Time resolved transport properties of a $Y$-junction of Tomonaga-Luttinger liquids

TL;DR

This paper investigates the time-resolved transport properties of a Y-junction of interacting one-dimensional quantum wires using bosonization, focusing on AC conductivity, tunneling current, and quantum noise, with implications for nano-electronic circuits.

Contribution

It provides a detailed analysis of AC conductivity, tunneling current, and quantum noise in a Y-junction of Tomonaga-Luttinger liquids, incorporating finite temperature effects and arbitrary pulse shapes.

Findings

Derived expressions for AC conductivity of the Y-junction.

Calculated tunneling current and quantum noise including temperature effects.

Provided insights for designing nano-electronic quantum circuits.

Abstract

We study time resolved transport properties of a $Y$-junction composed of interacting one-dimensional quantum wires using a bosonization approach.

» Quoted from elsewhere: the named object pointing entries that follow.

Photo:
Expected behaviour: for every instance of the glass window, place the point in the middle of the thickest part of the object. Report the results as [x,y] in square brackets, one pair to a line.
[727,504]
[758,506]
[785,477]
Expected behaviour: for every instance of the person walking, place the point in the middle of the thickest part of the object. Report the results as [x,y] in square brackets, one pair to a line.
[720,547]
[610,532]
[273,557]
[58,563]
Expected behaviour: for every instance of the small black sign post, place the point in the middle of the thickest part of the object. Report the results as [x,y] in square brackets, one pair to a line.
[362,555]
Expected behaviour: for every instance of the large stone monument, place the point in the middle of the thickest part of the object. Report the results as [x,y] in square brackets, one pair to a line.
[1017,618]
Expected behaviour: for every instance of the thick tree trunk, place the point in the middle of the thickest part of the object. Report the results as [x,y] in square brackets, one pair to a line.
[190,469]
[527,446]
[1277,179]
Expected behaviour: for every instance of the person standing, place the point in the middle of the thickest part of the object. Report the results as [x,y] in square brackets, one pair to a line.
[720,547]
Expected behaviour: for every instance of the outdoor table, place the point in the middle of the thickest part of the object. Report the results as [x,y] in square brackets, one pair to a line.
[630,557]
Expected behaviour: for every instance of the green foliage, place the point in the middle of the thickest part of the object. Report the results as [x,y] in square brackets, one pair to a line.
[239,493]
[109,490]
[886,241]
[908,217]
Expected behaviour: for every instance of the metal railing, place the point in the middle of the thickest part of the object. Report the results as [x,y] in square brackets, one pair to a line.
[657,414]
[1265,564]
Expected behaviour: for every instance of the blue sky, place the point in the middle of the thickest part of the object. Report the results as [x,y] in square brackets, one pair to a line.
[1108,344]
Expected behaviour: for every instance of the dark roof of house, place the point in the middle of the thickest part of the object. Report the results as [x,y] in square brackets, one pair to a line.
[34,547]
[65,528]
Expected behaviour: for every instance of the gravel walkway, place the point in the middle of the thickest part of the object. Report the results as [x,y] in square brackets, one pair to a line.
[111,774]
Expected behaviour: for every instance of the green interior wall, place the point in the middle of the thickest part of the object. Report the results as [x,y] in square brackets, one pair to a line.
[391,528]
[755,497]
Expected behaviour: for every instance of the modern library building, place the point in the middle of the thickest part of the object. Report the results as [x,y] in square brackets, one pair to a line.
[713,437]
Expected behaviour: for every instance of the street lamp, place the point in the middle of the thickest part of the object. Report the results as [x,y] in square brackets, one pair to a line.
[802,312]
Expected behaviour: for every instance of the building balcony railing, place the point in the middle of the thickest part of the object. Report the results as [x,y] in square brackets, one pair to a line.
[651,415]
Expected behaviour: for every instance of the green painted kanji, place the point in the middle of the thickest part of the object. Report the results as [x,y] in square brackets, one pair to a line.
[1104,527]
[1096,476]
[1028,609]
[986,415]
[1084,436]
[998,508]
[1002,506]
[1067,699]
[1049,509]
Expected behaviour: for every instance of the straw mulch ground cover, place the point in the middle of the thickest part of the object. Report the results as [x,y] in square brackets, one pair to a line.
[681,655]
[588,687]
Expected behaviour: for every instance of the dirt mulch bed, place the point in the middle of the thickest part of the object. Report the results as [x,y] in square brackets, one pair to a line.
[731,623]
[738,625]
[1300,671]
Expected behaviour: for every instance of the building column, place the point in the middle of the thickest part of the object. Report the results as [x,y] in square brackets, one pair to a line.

In particular, we investigate the AC conductivity of the $Y$-junction formed from finite length Tomonaga-Luttinger liquid wires based on a plasmon scattering approach for injected charge pulses of arbitrary shapes. In addition, we calculate the tunneling current and quantum noise of the $Y$-junction arising from point-like tunneling impurities at the junction, including finite temperature effects. Our results will be useful for designing nano-electronic quantum circuits, and for interpreting time-resolved experiments [H. Kamata et. al. in Nat. Nanotechnol. 9, 177 (2014)] in interacting wires and their junctions.